Remove bad UTF-8 from comments
The LLVM tool clangd, a language server based on Clang, was triggering assertions on some of the comments inside iso8859_1.hpp, specifically starting at this line. Evidently some parts are not valid UTF-8, and whether this can be handled by a compiler is implementation-dependent.
A workaround has gone into clangd, but since the value is unprintable anyway (and to avoid future compatibility issues) maybe it would be worth scrubbing the comments.
A more detailed description of the issue is on the LLVM Phabricator.
Evidently some parts are not valid UTF-8
It is been the second time within a month or so when someone assumes UTF-8 as the encoding of source files. While it is understandable, it is not correct.
whether this can be handled by a compiler is implementation-dependent.
Not really. The mapping is implementation-defined, the handling must be the same as \u of that character in a string literal: http://www.eel.is/c++draft/lex.phases#1.1
I have an idea that we need to leave this as-is since it makes tools better at handling encoding issues.
The LLVM people understand this more than I do :) I'll let them reply, if they want.
Hi, clang/clangd/llvm person here. Agreed that tools guessing about encodings are liable to get them wrong, and calling this "bad UTF-8" may be putting the blame at the wrong level.
However, this is still a source file that most compilers and other tools (even the github code viewer and your own website!) don't parse correctly, and it's not because they're all dumb and need to get better at handling encoding issues - it's because there's no defined way for your header to signal that it's using ISO-8859-1. So there's technically nothing invalid about this header (since the standard doesn't speak to that), but it doesn't/can't work with real tools and there are principled ways to do so, why not fix it?
FWIW, clang only supports UTF-8 input, and gcc supports some options that don't work well here:
- the
-finput-encodingflag. Well, this affects the whole TU, and you're providing a header, so this only works if you want to constrain all downstream projects to using ISO-8859-1 as well - the current locale if it implies an encoding. Again, no way to restrict this to the header, do you package different versions of this header for different locales?
- by default, parse as utf-8 What do you think compilers/tools should be doing instead?

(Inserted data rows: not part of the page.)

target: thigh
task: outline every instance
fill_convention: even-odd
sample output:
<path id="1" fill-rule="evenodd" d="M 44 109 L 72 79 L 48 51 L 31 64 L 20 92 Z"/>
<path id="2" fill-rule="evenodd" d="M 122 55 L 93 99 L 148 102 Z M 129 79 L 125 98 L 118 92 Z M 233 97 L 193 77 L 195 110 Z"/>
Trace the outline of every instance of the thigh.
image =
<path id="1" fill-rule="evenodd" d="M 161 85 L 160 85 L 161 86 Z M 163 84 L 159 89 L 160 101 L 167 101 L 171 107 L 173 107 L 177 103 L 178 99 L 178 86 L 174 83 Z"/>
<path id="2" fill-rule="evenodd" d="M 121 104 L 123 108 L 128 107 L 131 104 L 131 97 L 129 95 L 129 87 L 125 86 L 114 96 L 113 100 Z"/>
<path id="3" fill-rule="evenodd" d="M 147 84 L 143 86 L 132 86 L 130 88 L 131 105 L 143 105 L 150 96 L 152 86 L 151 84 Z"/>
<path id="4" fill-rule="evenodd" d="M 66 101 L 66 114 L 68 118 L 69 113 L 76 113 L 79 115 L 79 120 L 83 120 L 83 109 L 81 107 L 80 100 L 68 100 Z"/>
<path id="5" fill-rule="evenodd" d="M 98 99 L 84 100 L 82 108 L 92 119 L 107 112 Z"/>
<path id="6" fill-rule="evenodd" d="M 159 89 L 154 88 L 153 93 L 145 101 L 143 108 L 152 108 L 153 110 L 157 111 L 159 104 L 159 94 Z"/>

If you care about making this work, the reasonably-portable options I'm aware of:
- use ASCII only - obviously this will work everywhere
- use UTF-8 with BOM - this is unambiguous, clang and gcc will parse as UTF-8 regardless of locale. BOMs are ugly though and simpler tools might choke.
- use UTF-8 without BOM: I guess GCC will get columns wrong in some locales. Clang and clang-based tools will be fine. Anything else written in the last 15 years by someone who knew what they were doing will be fine.
FWIW our workaround is to log something like "iso8859_1.hpp has an unknown encoding" and letting find-refs etc jump to the wrong place. I care quite a lot about this stuff (I'm rambling about encoding late at night for some reason) and don't think this is something we can reasonably try to solve on our side. "makes tools better at handling encoding issues" seems pretty implausible, but best of luck to you either way.
In light of this, I think it makes sense to just use UTF-8. It seems there are no tools capable in handling encoding.
It seems there are no tools capable in handling encoding.
Even if the tools were capable, how would you expect to pass that knowledge to them? That one file has a non-standard encoding? It'd be extra work for everyone, and for what reason?